Korea’s efforts are further threatened by a demographic time- bomb. While economic development brought wealth, it has also led to collapsing birth rates in South Korea, a similar problem China will now face. However, unlike China, South Korea does not have extensive natural resources or a large population (South Korea’s population is 60million, compared to Japan’s 120million) to sustain the Korean workforce.
Joon Nak Choi suggests that South Korea needs new business strategies, educational policies and social structures in order to meet these challenges and prevent South Korea from slipping into deeper economic malaise.

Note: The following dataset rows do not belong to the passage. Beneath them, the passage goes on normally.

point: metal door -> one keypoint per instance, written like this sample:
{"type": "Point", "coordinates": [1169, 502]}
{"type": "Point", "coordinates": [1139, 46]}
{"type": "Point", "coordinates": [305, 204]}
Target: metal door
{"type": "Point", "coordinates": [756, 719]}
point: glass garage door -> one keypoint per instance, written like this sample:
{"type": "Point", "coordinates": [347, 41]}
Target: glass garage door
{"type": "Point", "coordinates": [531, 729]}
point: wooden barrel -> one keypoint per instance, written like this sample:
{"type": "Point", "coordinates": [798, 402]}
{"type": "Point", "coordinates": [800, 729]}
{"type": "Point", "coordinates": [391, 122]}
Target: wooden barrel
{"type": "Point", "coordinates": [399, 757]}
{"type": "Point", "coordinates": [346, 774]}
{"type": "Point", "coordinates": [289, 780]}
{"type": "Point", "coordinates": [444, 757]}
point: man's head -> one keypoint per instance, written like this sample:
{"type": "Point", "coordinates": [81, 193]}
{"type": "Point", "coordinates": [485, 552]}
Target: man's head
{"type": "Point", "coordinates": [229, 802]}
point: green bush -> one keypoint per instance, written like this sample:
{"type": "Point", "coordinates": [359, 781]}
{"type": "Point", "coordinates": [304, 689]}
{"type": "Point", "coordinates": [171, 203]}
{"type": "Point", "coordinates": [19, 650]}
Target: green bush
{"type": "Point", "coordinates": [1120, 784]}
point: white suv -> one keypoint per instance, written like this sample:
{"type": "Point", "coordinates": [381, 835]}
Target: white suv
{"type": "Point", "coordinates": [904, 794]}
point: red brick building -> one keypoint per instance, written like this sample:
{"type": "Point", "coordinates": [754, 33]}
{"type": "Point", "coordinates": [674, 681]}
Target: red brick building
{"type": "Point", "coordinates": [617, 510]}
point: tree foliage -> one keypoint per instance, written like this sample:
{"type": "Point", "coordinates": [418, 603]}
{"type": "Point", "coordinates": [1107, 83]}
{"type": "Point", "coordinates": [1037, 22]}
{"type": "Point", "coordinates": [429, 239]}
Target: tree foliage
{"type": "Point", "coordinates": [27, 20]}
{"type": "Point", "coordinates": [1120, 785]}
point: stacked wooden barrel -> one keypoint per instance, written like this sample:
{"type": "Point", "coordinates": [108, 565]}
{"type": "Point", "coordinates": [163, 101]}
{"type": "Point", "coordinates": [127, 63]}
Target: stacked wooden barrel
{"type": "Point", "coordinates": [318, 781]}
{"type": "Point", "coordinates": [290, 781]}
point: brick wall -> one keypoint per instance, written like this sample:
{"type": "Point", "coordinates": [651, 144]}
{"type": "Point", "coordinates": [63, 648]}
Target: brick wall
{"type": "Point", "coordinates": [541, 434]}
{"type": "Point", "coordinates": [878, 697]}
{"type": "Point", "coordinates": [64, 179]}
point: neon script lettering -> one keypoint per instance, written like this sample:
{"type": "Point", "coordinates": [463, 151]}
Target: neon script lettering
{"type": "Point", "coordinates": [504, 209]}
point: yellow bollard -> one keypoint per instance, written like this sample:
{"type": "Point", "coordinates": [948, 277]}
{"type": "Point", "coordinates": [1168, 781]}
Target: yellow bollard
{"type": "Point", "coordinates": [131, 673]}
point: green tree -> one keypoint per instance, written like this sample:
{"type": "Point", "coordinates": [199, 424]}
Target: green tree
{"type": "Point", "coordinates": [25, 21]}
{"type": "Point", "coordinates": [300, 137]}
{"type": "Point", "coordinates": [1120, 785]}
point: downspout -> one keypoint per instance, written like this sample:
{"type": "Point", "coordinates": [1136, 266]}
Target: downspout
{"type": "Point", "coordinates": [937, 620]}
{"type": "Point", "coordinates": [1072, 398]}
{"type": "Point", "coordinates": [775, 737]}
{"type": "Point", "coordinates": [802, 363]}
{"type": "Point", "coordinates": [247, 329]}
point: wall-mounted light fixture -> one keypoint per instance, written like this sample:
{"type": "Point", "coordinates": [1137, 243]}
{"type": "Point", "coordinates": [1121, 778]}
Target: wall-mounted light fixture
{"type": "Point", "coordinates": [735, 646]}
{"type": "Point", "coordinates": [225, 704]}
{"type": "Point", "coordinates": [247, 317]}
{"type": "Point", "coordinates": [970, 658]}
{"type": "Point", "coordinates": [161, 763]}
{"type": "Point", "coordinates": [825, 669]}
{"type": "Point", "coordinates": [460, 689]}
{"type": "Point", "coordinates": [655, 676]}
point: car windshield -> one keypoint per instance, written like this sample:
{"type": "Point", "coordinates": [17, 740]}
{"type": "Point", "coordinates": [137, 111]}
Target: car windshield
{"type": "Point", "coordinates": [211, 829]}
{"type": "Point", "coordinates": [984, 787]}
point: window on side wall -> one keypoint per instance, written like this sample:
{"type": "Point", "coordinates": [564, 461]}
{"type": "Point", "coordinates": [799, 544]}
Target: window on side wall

South Korea has relied on its export-oriented development model to become an economic powerhouse, but has now reached the limits of this model. Indeed, Korea’s phenomenal growth has incubated the seeds of its own destruction. Learning from the Korean developmental experience, China has adopted key elements of the Korean development model and has become a potent competitor in electronics and the heavy industries. Meanwhile, the organizational and institutional legacies of late industrialization has constrained Korean efforts to move into technology entrepreneurship and the service sector. These strategic challenges are compounded by a demographic bomb, as social development has led to collapsing birthrates in Korea, much like other developed countries in Europe and Asia. Within the next few years, the Korean workforce will start diminishing in size and aging rapidly, straining the country’s resources and curtailing its growth. In this seminar, Joon Nak Choi will discuss innovations in business strategy, educational policy and social structure that are directly relevant to these problems, alleviating or perhaps even reversing Korea’s economic malaise -- and also how these solutions might also apply towards other East Asian societies facing similar problems.
Joon Nak Choi is Assistant Professor of Management and an IEMS Faculty Associate at the Hong Kong University of Science and Technology. Choi spent 2016 as Koret Fellow and Visiting Assistant Professor at the Korea Program at Stanford University's Walter H. Shorenstein Asia-Pacific Research Center (Shorenstein APARC), where he conducted the research to be presented at the seminar.